Search code examples
c#filestreamstreamreader

Seek through FileStream then using StreamReader to read from there


So I want to be able to seek to a point in a fileStream, then read forward using a StreamReader. Then seek forward again, and use the StreamReader to read another chunk of data.

const int BufferSize = 4096;
var buffer = new char[BufferSize];

var endpoints = new List<long>();

using (var fileStream = new FileStream(fileName, FileMode.Open, FileAccess.Read, FileShare.Read))
{ 
    var fileLength = fileStream.Length;

    var seekPositionCount = fileLength / concurrentReads;

    long currentOffset = 0;
    for (var i = 0; i < concurrentReads; i++)
    {
        var seekPosition = seekPositionCount + currentOffset;

        // seek the file forward
        fileStream.Seek(seekPosition, SeekOrigin.Current);

        // setting true at the end is very important, keeps the underlying fileStream open.
        using (var streamReader = new StreamReader(fileStream, Encoding.UTF8, true, BufferSize, true))
        {
            // this also seeks the file forward the amount in the buffer...
            int bytesRead;
            var totalBytesRead = 0;
            while ((bytesRead = await streamReader.ReadAsync(buffer, 0, buffer.Length)) > 0)
            {
                totalBytesRead += bytesRead;

                var found = false;

                var gotR = false;

                for (var j = 0; j < buffer.Length; j++)
                {
                    if (buffer[j] == '\r')
                    {
                        gotR = true;
                        continue;
                    }

                    if (buffer[j] == '\n' && gotR)
                    {
                        // so we add the total bytes read, minus the current buffer amount read, then add how far into the buffer we actually read.
                        seekPosition += totalBytesRead - BufferSize + j;
                        endpoints.Add(seekPosition);
                        found = true;
                        break;
                    }
                }

                if (found) break;
            }
        }
        
        // we need to seek to the position we got to in the StreamReader (but not going by how much was read).
        fileStream.Seek(seekPosition, SeekOrigin.Current);

        currentOffset += seekPosition;
    }
}

return endpoints;

However, I get to two entries in endpoints and it exits out.

(bytesRead = await streamReader.ReadAsync(buffer, 0, buffer.Length)) > 0

The arguments you pass to ReadAsync I thought are solely to do with the buffer, so the index argument I thought was to say, fill the buffer at index.

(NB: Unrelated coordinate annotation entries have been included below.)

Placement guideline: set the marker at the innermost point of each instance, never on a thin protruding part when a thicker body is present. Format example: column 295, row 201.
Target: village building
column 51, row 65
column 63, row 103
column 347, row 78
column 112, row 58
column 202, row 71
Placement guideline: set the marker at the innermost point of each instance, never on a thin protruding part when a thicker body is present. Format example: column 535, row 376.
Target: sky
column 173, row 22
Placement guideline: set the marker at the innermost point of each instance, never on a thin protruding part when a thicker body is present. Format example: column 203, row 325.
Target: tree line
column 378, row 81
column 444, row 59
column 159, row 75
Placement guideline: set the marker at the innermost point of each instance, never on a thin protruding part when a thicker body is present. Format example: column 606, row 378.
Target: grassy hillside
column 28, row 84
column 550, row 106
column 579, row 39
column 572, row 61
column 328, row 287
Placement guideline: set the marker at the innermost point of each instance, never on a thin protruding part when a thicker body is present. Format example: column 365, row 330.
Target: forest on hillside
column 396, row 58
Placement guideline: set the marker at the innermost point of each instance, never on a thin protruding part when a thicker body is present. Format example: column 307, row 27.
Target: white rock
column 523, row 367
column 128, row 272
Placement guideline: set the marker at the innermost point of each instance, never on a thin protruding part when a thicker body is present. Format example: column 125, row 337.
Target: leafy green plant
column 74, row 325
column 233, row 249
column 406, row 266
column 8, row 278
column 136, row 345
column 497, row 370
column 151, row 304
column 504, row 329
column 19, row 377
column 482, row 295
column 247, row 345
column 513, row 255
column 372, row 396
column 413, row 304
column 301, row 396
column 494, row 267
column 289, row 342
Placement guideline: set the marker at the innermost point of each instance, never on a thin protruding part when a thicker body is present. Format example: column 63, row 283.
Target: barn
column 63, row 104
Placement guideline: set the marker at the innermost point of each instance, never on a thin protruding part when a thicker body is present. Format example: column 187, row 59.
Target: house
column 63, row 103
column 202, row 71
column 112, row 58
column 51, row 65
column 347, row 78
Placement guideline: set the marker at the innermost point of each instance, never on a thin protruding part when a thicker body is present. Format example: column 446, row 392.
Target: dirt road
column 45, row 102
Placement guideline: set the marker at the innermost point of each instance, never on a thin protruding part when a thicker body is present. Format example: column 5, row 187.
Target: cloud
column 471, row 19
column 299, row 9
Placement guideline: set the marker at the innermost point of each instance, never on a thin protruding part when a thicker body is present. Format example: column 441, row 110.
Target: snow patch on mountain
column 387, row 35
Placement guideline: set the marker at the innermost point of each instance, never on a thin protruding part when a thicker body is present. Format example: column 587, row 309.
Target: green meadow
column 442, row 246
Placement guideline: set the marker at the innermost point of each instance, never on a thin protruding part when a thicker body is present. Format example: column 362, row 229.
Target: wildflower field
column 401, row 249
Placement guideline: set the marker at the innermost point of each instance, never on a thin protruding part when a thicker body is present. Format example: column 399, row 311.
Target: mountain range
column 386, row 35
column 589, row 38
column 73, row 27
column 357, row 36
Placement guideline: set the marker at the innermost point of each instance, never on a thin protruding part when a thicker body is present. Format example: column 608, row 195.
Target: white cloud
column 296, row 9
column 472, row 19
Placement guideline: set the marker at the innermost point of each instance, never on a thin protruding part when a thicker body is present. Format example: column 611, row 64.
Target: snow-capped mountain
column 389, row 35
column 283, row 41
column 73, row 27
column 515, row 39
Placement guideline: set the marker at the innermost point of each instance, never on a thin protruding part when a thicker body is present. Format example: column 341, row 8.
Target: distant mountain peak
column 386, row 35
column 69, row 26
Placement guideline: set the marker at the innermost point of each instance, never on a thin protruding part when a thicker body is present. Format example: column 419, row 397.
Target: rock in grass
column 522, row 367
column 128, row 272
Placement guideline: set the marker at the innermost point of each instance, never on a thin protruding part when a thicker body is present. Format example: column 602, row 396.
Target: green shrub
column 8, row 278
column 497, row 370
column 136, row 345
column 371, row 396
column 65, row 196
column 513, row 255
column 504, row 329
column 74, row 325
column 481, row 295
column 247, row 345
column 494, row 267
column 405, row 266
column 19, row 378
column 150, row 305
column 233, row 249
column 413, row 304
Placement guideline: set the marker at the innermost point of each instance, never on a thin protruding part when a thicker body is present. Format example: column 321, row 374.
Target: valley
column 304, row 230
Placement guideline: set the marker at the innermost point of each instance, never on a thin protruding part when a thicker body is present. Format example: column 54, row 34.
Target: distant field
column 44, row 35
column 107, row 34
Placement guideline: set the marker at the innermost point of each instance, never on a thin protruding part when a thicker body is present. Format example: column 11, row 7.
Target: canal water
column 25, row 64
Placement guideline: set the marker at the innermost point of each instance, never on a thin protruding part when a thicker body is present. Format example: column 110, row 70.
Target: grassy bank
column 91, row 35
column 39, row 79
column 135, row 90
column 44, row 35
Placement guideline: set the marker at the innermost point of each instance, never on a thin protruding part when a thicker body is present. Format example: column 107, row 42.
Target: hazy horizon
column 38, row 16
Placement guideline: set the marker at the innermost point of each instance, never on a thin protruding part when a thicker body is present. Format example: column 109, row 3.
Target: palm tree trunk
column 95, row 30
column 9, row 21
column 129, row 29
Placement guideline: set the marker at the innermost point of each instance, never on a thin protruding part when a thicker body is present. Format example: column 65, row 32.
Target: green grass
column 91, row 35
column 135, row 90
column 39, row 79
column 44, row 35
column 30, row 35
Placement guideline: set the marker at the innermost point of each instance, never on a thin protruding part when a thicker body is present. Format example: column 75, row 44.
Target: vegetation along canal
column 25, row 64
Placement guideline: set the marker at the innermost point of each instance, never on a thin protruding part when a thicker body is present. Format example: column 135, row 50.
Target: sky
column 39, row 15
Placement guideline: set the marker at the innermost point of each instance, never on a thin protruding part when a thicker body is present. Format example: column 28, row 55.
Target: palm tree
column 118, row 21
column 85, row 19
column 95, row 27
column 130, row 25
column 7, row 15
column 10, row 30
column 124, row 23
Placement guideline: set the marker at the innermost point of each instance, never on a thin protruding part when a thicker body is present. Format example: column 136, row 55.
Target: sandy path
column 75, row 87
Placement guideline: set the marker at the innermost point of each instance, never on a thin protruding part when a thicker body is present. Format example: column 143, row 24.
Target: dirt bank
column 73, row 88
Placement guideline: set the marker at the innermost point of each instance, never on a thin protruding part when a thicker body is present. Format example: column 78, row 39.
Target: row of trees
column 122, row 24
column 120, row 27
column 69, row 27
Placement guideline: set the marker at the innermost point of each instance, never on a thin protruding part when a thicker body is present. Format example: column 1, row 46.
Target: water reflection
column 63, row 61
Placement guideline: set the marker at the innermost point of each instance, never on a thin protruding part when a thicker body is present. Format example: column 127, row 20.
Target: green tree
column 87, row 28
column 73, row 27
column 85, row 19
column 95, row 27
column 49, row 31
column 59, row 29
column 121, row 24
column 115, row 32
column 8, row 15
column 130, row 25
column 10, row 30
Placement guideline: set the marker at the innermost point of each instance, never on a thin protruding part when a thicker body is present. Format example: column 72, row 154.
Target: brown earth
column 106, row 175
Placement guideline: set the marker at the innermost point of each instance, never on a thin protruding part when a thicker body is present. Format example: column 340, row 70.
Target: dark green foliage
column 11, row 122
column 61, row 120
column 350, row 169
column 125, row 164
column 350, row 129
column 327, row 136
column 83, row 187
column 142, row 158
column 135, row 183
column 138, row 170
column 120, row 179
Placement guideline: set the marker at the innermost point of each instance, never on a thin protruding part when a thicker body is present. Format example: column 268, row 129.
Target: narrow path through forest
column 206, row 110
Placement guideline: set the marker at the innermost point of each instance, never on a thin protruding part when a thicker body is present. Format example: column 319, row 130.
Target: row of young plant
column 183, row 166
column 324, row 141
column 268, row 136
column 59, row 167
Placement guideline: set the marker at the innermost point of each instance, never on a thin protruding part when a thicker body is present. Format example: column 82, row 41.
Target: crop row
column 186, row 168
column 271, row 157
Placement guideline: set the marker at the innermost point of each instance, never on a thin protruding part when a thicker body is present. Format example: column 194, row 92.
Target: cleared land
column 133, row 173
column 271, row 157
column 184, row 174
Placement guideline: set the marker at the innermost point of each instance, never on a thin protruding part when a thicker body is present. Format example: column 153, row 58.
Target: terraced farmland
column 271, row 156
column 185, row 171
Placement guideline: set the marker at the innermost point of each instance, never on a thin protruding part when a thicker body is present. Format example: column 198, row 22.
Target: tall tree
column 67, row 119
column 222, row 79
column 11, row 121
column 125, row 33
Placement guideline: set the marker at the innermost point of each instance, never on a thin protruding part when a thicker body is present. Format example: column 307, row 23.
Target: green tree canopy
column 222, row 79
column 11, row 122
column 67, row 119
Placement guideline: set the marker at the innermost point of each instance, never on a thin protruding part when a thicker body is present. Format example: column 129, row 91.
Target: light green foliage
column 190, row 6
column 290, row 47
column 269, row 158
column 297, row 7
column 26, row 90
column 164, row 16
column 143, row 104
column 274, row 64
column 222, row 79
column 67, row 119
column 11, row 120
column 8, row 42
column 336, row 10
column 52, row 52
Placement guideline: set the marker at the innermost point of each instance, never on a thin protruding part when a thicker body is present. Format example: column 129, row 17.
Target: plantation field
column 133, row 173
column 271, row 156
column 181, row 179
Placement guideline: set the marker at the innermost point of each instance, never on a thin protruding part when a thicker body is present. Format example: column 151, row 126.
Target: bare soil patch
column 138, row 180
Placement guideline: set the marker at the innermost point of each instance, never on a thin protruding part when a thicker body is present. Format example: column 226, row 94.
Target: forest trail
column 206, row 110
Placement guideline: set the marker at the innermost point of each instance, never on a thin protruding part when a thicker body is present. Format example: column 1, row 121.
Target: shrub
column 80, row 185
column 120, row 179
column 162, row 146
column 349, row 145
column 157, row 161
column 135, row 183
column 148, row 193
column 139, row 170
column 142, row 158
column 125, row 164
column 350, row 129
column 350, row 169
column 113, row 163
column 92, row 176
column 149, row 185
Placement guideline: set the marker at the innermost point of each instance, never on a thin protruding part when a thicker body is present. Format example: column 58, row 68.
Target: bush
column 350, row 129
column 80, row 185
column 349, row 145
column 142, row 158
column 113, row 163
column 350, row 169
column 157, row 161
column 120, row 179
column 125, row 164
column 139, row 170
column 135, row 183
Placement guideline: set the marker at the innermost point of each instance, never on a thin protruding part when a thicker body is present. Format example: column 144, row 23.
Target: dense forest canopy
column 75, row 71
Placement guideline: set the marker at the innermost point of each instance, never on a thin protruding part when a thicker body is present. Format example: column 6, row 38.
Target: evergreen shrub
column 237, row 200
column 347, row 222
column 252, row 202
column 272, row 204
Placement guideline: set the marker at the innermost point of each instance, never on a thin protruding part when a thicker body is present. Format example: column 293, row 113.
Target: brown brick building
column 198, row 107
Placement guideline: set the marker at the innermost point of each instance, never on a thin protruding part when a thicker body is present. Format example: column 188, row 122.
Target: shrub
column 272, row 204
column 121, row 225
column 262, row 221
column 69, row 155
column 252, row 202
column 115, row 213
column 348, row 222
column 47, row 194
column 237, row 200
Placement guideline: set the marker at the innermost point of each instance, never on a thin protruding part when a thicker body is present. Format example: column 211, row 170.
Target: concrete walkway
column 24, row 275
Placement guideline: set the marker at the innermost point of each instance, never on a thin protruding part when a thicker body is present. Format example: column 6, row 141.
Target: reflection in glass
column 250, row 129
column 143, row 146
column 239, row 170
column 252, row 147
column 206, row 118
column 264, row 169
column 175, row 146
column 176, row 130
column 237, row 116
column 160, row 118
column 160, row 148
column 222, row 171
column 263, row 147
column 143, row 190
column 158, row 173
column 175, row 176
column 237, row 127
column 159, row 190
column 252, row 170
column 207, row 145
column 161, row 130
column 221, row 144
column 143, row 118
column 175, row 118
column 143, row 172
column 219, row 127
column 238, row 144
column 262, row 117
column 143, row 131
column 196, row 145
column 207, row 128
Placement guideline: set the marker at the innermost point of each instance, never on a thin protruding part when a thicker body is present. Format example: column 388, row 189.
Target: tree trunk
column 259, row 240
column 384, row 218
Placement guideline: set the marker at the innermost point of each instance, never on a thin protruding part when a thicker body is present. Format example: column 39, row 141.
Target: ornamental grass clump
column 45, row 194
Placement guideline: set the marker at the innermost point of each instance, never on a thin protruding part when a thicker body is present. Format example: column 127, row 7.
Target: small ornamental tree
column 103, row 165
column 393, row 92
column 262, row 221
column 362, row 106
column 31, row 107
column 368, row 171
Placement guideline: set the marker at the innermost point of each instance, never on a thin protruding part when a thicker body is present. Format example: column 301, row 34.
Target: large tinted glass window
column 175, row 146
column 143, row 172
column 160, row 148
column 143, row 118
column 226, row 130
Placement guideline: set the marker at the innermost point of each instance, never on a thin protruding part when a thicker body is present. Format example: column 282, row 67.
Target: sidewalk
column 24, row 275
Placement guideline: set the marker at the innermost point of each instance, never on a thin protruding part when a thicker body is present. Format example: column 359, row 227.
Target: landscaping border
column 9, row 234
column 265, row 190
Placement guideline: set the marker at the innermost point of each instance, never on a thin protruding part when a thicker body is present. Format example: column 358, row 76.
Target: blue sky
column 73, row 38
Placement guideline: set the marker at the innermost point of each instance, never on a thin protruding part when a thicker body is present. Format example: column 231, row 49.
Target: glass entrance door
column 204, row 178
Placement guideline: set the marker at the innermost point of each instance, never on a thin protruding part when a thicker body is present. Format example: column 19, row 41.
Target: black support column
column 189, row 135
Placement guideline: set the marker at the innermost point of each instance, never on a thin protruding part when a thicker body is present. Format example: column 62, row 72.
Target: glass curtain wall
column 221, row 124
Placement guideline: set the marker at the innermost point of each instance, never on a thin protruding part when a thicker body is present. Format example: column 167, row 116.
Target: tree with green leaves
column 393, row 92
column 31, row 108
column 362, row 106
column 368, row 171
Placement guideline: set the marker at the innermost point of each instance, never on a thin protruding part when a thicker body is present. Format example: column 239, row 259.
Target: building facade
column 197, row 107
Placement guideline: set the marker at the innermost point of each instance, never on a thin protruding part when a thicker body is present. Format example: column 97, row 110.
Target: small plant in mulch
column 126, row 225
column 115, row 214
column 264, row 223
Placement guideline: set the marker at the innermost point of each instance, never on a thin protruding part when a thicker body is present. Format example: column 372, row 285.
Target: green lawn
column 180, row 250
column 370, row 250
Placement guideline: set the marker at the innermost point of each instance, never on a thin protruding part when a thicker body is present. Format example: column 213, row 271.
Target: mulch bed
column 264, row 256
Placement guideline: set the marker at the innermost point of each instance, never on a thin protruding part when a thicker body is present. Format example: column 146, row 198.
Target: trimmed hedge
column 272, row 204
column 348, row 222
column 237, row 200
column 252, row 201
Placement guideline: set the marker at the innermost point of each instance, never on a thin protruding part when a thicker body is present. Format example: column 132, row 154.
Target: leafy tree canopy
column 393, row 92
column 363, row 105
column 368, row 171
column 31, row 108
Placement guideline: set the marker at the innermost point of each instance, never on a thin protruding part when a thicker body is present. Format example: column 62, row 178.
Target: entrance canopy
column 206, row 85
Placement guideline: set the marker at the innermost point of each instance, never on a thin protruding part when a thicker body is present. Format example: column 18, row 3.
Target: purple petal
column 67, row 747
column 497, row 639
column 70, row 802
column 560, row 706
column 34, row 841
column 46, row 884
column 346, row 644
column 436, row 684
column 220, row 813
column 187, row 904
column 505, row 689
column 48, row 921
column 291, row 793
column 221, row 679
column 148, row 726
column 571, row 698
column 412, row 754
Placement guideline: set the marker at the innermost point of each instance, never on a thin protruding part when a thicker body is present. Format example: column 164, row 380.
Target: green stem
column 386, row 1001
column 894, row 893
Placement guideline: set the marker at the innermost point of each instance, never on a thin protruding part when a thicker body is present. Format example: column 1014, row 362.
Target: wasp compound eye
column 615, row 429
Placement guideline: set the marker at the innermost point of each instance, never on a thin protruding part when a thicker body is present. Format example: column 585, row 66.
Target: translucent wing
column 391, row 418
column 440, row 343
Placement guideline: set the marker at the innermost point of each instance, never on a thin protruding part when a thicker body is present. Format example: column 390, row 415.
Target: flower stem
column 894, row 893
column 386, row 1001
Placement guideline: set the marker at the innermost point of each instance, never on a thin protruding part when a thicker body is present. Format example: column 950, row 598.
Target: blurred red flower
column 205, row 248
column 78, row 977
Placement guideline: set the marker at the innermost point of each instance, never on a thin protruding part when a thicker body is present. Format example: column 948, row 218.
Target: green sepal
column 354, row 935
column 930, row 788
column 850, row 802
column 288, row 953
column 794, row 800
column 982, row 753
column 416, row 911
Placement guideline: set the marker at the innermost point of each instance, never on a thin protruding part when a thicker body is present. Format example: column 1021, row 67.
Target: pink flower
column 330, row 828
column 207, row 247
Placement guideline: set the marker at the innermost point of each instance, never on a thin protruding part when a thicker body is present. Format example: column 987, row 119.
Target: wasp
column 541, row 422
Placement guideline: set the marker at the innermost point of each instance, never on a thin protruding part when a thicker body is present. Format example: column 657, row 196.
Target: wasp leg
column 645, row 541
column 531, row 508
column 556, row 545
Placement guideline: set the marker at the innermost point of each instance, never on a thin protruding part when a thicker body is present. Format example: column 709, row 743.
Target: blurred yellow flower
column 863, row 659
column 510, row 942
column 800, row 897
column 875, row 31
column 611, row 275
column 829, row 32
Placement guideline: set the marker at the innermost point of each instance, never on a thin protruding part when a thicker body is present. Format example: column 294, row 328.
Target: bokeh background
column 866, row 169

I can't make out from Reference Source how this value is used.

I assumed (and can't find the evidence to back up) that, when you opened a StreamReader it uses the underlying Stream as it's guide, so when you ask to read some bytes, it will start from the position the underlying Stream is at...

But the results of what I'm doing aren't showing that, they seem to be showing that the StreamReader is starting at the beginning of the Stream each time - however, I can't find the evidence to support that is how it does it either...

Seeking

Is my understanding of seeking correct, in the sense that if I call seek

fileStream.Seek(seekPosition, SeekOrigin.Current);

If the file is at 300, I want to seek to 600, the above variable seekPosition should be 600??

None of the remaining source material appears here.